WH plans to pick him up on the first weekend, but then one of several things might happen (have happened before with other pick-ups)~ no one will be there and WH will have no idea where OC is or OC will refuse to come. In either of those cases (because EGBW is in abeyance of contempt) WH is supposed to file a police report to document that the visit was denied. What he is worried about is that if he goes back to court to show that visits are still denied/EGBW is still fighting, she will tell the court that she just wants her son to be able to participate in Scout activities and he (WH) is "not thinking of" OC....and I'm sure that's exactly how it would look to the court and how those site members saw it.
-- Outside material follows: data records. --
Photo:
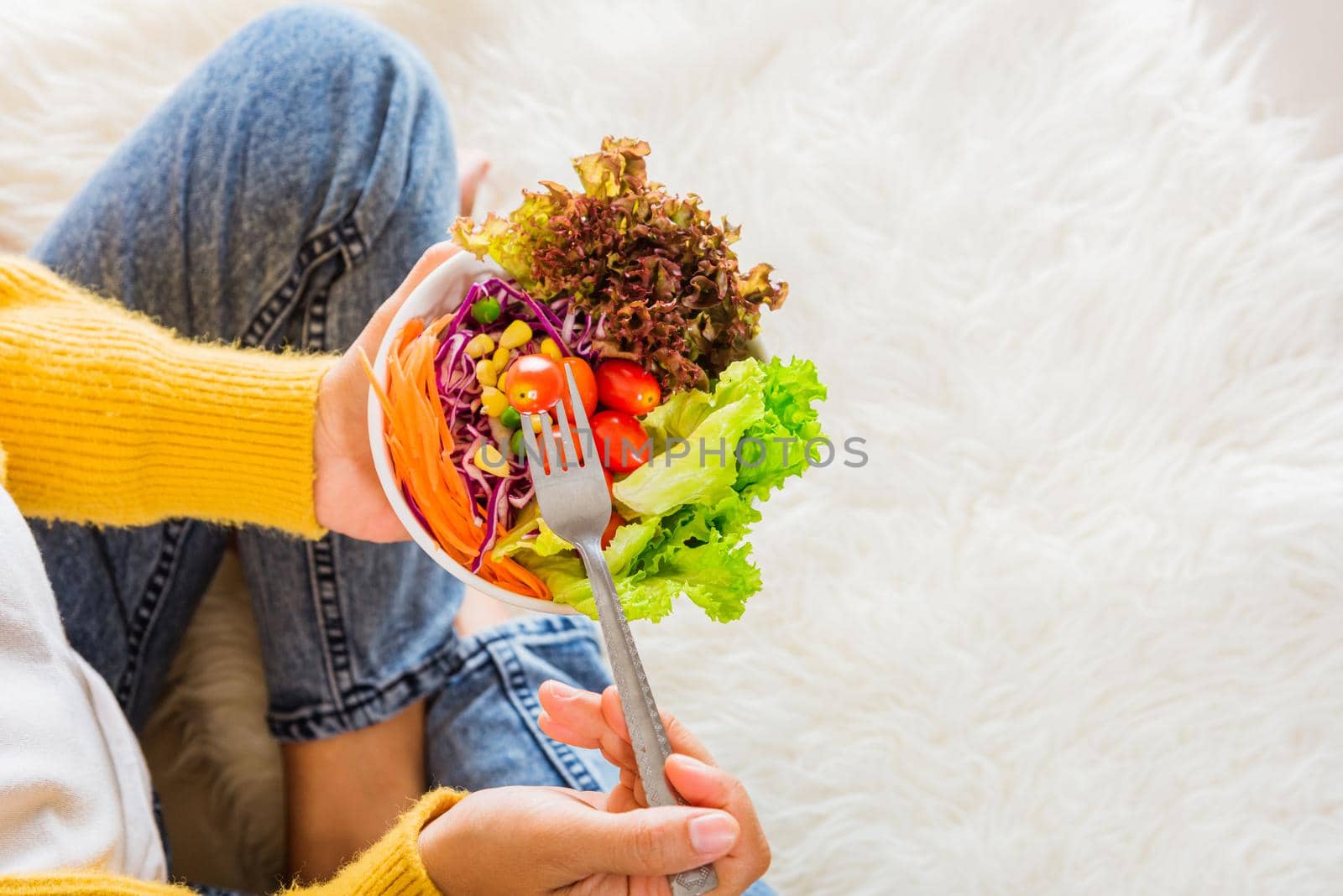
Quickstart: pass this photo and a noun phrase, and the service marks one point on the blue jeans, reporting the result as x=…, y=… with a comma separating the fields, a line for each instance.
x=275, y=199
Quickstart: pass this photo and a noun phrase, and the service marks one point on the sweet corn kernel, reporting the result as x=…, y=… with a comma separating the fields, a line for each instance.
x=489, y=459
x=480, y=345
x=494, y=401
x=516, y=334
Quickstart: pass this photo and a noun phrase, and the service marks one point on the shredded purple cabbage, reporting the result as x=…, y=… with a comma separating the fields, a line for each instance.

What gets under my skin so much is that only WH and I know what she has said to us and in emails, what a manipulator she is. We have heard/read about PAS and how a common tactic by alienators is to set the child up with activities to interfere with the other parent's time, then guilt trip/badmouth the other parent. She told WH that if he ends up saying that OC can't go on his trip that she "insists that [WH] explain to him".....ugh!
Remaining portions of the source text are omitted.